İkinci olarak; Emniyet Teşkilatı’mızın, emeğini sömürüyorlar. Sözde getirdikleri, 8/24 çalışma sistemiyle ilgili, hâlâ bir ilerleme yok… Aradan 2 yıl geçmesine rağmen, polislerimiz hâlâ, “12/24” ve “çakma 12/36” diye ifade edilen sistemlerle, görevlerini yapmaya, devam etmek zorundalar. Bu uygulamanın sonucunda da, polislerimiz, 657 sayılı devlet memuru kanuna tabii olan, diğer memurlardan, ortalama 2040 saat, daha fazla çalışıyor. Üstüne üstlük, bu çalışma saatleri; Aile yaşam kalitesini, ve iş tatminini düşürüp, tükenmişlik hissini, ve psikolojik rahatsızlıkları da beraberinde getiriyor.

Üçüncü olarak; Emniyet Teşkilatı’mızın, hakkına giriyorlar. Her seçimde verdikleri, 3600 ek gösterge sözünde, hâlâ bir gelişme yok… Yıllardır, büyük bir özveri ile çalışan, teşkilat mensuplarımız; Emekli olduklarında, yarıya düşen maaşlarıyla, hayatlarını sürdüremedikleri için, özel sektörde, zor koşullar altında, çalışmak zorunda kalıyorlar. Bu durum, ne vicdana, ne hakka, ne de adalete sığmaz.

Son olarak da; Emniyet Teşkilatımızın, zaten Ak Parti iktidarında iyice azalan, huzuruna göz diktiler. Biliyorsunuz geçtiğimiz günlerde, 17 Mart’ta, bu arkadaşlar; çıkarttıkları bir genelgeyle, yeni tayin sistemi getirdiler.

Bu sisteme göre; Mevcutta, doğu ve batı olarak, 2’ye ayrılan tayin bölgeleri; Kendi içerisinde de, 2’şer bölgeye ayrılarak, toplamda 4 bölgeye çıkarıldı. Bu sözüm ona sistem ile, artık bir polis kardeşimiz; meslek hayatı boyunca 4 defa, zorunlu olarak tayin edilecek. Üstelik yeni yönetmelikte; Atama sisteminin kanayan yarası olan, ipka’ya dair de, adil ve objektif bir düzenlenme bulunmuyor.
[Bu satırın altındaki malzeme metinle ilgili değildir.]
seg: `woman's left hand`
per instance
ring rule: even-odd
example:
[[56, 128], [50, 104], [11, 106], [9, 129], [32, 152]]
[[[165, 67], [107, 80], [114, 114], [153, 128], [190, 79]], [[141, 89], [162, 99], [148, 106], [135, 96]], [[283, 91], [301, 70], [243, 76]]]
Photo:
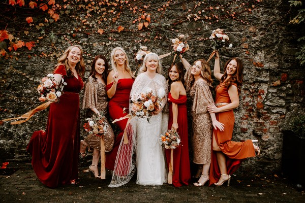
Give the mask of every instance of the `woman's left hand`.
[[217, 120], [213, 121], [213, 126], [216, 130], [218, 128], [220, 131], [224, 131], [225, 129], [225, 124]]
[[207, 111], [208, 113], [218, 113], [219, 109], [215, 105], [211, 105], [207, 106]]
Değerli polis kardeşlerim; Birikimlerinize, haklarınıza, emeklerinize, ve huzurunuza yönelen tehditlerin farkındayız. Sizler; Vatanınıza ve milletinize karşı vazifenizi yapmak istiyorsunuz, farkındayız. Hak ettiğiniz koşullarda çalışmak istiyorsunuz, farkındayız. Fedakârlıklarınızın ve emeğinizin, karşılığını görmek istiyorsunuz, farkındayız. Ama Ak Parti iktidarı, sizleri ve teşkilatınızı, milletimiz onlara karşı ses çıkarttığında, karşısına dikebilecekleri, bir sopa konumuna indirgemek istiyor. Sizleri kendi iktidarlarının önüne, bir kalkan yapmak istiyor. Üstelik en doğal haklarınızı da, sizlere bir lütufmuş gibi sunuyor. Ben, bu kürsüden sizlere; Devletimizdeki yerinizi ve öneminizi iyi bilen bir insan olarak,

Eski bir bakanınınız olarak, İYİ Parti’nin Genel Başkanı, ve Allah nasip eder, milletimiz de takdir ederse, Türkiye’nin müstakbel başbakanı olarak, söz veriyorum: Buna asla izin vermeyeceğiz! Kahraman Türk Polisi’nin değerini, sadece şehit olduğunda bilen, bu köhnemiş zihniyeti mutlaka değiştireceğiz! Emin olun çok az kaldı! Sizler için 3600 ek göstergeyi çıkartmak da, inşallah bize nasip olacak!"